I didn't answer him. I wanted to keep my mind unoccupied, but something in his words made me pull back to reality.

"What happened?" He sat into the soft grass next to me, looking up.

"Why does something have to have happened?" I feared my facade was crumbling.

After a short pause, he let out a low sigh. "There has to be a lot going on in your life if you feel the need to mute your thoughts and feelings. I know that because I experienced it. So, once again, I ask you - what happened?"

He let me think. Rethink even. Where do I begin? Did it even have one moment that I could typify as "the beginning"?

"Why do I have the feeling that everything good in this life is intended to get complicated?"

He looked at me shroudly and I was lost. What could his expression possibly mean? He even let out a low chuckle, which wasnt fitting the situation, nor my emotional state.

"What's his name?" He finally asked, partly catching me off guard, partly explaining his mood.

"Why do you assume ... ?" He already caught up with me and my train of thought, he new. So, why deny it?

"John. John Thornton."

-------

"Fred! Fred! Frederik Hale!" Her voice was a shout-whisper and although she wanted to be quiet, it wasn't difficult to hear her from the door of my room. I just wanted to enter it, but something made me stay and hear what would be said downstairs.

"Oh, excuse me, darling. I was ... thinking." My brother apologized.
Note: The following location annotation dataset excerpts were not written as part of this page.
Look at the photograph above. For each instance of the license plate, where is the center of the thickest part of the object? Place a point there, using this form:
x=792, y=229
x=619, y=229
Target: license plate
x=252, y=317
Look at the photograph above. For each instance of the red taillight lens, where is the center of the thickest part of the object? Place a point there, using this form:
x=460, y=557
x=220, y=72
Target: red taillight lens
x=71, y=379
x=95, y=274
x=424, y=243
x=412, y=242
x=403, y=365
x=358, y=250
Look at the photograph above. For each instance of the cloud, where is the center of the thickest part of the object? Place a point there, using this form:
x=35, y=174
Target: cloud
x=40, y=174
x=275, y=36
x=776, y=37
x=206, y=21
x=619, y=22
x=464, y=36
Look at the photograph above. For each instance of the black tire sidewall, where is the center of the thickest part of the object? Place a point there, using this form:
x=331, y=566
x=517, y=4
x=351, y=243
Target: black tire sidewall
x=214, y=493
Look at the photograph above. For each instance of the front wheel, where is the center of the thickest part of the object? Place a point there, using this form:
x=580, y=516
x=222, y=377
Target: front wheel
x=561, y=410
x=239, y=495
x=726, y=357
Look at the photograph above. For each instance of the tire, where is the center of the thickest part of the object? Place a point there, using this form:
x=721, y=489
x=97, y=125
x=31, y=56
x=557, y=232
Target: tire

"Yes, I have seen that. Is everything alright with her? I saw her cry, though she hid it from me."

My eyes squeezed shut at her words. I didn't want to distress the soon-to-be mother. She was doing a lot for me already, she mustn't worry, too.

"I don't think she is well, but she will get there. My love, I think I have tortured her enough with my questioning, you should give her the space to figure some things out."
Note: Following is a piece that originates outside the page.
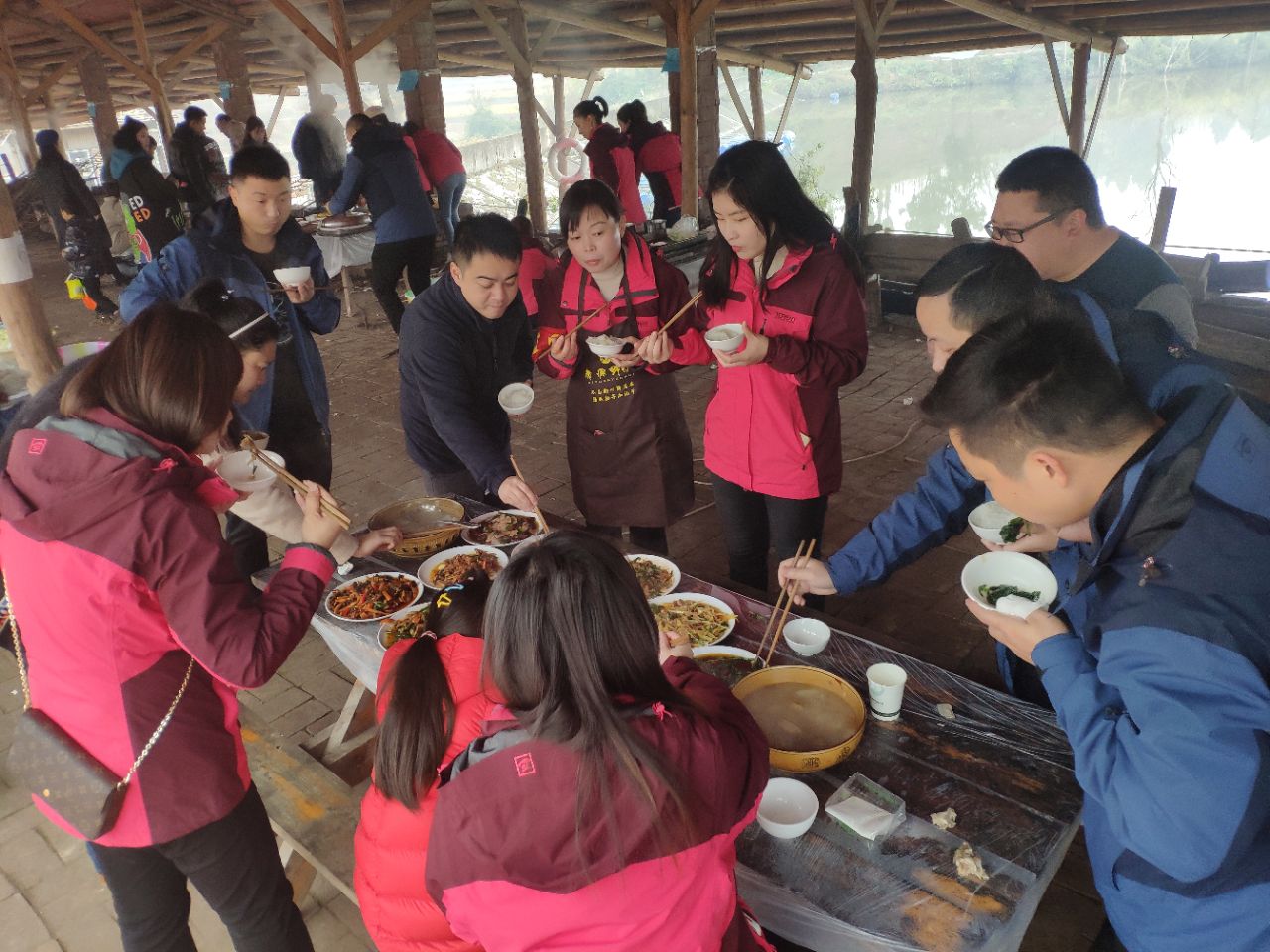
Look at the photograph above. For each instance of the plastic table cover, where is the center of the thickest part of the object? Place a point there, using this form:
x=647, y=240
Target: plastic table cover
x=1002, y=765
"Do you really think its best to leave her be on her own right now?"

I was holding my breath to hear his response. I have finally confided in my brother, told him what happened and all the consequences to it. I should have known that talking about it would help me understand and yet, I was trying to procrastinate, hoping it would just pass me by.

I admitted it. I was still in love with him after everything that had happened. And a part of me, although Fred was my last close family and earlier this year I would have leapt with happiness at having the opportunity to stay, wanted to go back. I missed Milton, the people ... I missed him and I wished for the power of changing the past to suit my vision for the future.

I know, there is nothing you can do to change the past, only the present - but was I strong enough for it now? Or wouldn't it just be easier, if not the best way, to live and forget?

"There is something I must do now. Go to bed, I'll be right there."